DIAMetAlyzer provides a fully automated, open-source workflow for metabolomics DIA that introduces rigorous, well-calibrated FDR control via target–decoy strategies, while delivering quantification accuracy comparable to manual approaches. By combining experiment-specific DDA-derived assay libraries with targeted DIA extraction and semi-supervised scoring, the pipeline reduces false positives, increases quantification coverage, and outperforms state-of-the-art alternatives in both assay generation and targeted quantification. The workflow supports both targeted (known compounds) and identification-free quantification of unknowns, facilitating biomarker quantification even at low concentrations. Future work includes expanding assay libraries with additional reference standards to mitigate DDA abundance bias, improving runtime and mass range handling in SIRIUS for high-mass compounds, and conducting validation experiments to upgrade putative identifications to level 1 where appropriate.

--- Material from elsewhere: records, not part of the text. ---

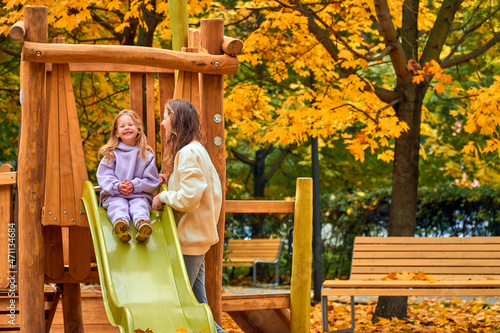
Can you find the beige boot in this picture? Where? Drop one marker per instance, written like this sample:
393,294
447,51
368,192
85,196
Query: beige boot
144,229
121,230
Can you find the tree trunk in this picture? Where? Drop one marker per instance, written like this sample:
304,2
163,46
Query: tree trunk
402,216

The workflow requires both DDA (for assay library generation) and DIA measurements; while the DDA library can be reused for the same setup, initial acquisition effort is needed. DDA is biased toward higher-abundance analytes, especially in complex matrices; libraries built from complex samples may underrepresent low-abundance compounds unless complemented with pure reference standards. Dependence on SIRIUS imposes requirements for high-resolution data and can result in long runtimes or processing limits for high-mass compounds (user-configurable per-compound time limit; runtime examples provided). Interoperability challenges complicate combining libraries from different feature detection tools; decoy generation at the library level is provided as a workaround. Decoy generation fallbacks (−CH2 shifts) are required in a minority of cases (~13% re-rooting failures; ~5% high similarity), which, while controlled, represent practical compromises.